PLANT CITY — As strawberry season winds down, growers in eastern Hillsborough County say it's been an average year.
Some farmers suffered losses during an early January freeze but others escaped major damage. Overall, damage from the January freeze was estimated at $15-million.
The losses varied across Hillsborough County, which produces about 90 percent of Florida's strawberry crop, said Florida Strawberry Growers Association president Allen Williford.
Some farmers lost plants because their overhead watering systems didn't work or didn't reach the whole field. The layer of water sprayed onto the plants protects them from freezing temperatures.
Gary Parke, a hydroponic farmer in Plant City, said he lost some plants during the freezes, so his production wasn't as high as it has been in the past.
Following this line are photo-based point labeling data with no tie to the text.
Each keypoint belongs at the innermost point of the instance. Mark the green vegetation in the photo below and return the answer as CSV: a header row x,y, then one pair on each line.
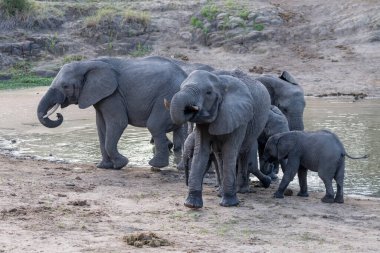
x,y
21,77
12,7
25,81
109,12
210,11
140,50
229,9
71,58
258,27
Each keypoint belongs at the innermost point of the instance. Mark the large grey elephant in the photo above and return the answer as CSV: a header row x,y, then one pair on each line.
x,y
319,151
226,112
288,96
122,92
277,123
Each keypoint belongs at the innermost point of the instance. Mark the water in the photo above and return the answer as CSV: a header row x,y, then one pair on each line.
x,y
356,123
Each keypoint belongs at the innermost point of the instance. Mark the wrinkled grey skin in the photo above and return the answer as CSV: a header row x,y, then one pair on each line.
x,y
188,153
319,151
250,146
187,156
122,92
288,96
277,123
222,108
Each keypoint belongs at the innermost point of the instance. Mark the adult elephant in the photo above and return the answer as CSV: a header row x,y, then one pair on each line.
x,y
223,108
288,96
122,92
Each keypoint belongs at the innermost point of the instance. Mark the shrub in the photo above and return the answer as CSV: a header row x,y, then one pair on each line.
x,y
15,6
210,12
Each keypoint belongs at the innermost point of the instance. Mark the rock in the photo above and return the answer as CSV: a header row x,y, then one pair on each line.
x,y
186,36
45,73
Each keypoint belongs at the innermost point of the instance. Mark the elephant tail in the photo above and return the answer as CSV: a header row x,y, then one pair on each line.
x,y
360,157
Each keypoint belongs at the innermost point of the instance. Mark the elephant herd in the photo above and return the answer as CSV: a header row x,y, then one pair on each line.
x,y
235,116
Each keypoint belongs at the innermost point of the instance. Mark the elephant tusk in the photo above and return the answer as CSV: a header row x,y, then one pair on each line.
x,y
51,111
194,108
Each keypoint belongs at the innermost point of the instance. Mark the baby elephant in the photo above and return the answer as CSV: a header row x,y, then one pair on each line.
x,y
319,151
277,123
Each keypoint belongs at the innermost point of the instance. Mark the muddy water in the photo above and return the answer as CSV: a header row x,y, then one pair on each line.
x,y
356,123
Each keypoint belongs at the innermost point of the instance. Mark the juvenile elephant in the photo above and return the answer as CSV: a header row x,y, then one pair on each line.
x,y
222,108
188,153
122,92
277,123
319,151
288,96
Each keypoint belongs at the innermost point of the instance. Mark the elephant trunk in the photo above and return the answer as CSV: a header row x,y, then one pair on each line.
x,y
49,100
182,107
296,123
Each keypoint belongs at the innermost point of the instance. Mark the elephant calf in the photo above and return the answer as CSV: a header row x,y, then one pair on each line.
x,y
277,123
319,151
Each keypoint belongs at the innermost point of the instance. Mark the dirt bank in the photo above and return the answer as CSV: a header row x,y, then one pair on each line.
x,y
48,207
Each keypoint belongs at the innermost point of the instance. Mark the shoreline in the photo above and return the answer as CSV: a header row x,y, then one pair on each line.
x,y
75,207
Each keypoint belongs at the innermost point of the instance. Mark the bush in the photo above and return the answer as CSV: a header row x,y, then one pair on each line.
x,y
15,6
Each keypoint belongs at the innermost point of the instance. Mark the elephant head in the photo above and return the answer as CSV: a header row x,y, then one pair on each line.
x,y
277,148
223,102
83,83
288,96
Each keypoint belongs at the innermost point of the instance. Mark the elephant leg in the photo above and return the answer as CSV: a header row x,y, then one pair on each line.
x,y
113,134
339,178
198,167
242,173
329,197
230,150
179,137
302,180
264,179
158,125
101,126
116,120
161,151
214,160
290,171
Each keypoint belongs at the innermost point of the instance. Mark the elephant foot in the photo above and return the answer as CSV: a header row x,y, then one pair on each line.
x,y
159,162
120,162
273,177
266,181
229,200
243,189
181,166
327,199
105,165
303,194
194,199
339,199
278,195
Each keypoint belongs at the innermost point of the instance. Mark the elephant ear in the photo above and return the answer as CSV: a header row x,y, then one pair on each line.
x,y
286,76
100,81
236,107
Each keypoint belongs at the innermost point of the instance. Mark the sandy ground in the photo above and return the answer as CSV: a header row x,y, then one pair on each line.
x,y
50,207
47,207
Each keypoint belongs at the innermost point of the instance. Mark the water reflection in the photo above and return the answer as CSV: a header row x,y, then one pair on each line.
x,y
358,126
356,123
"But it's going to be a fair year," he said.
An average crop yield for strawberries is about 20,000 flats an acre, Williford said.
Local growers sold $272.5-million worth of strawberries in 2006 — 36 percent of the county's total agricultural sales, according to a county report issued late last year. However, local growers had a banner year in 2006 because of bad weather that affected California strawberries.
Williford said the association isn't pursuing any federal disaster assistance, but two U.S. representatives from Florida are seeking money through a Farm Service Agency loan program.
Reps. Gus Bilirakis, R-Palm Harbor, and Adam Putnam, R-Bartow, sent a letter to the U.S. secretary of agriculture in late March, stating that the below-freezing temperatures on Jan. 1-3 destroyed about 30 percent of the strawberry crop.
They are urging a disaster declaration for Hillsborough County so affected farmers can get federal assistance, though Williford said he doubts there was enough damage to qualify for the assistance. The Farm Service Agency has not yet made a decision.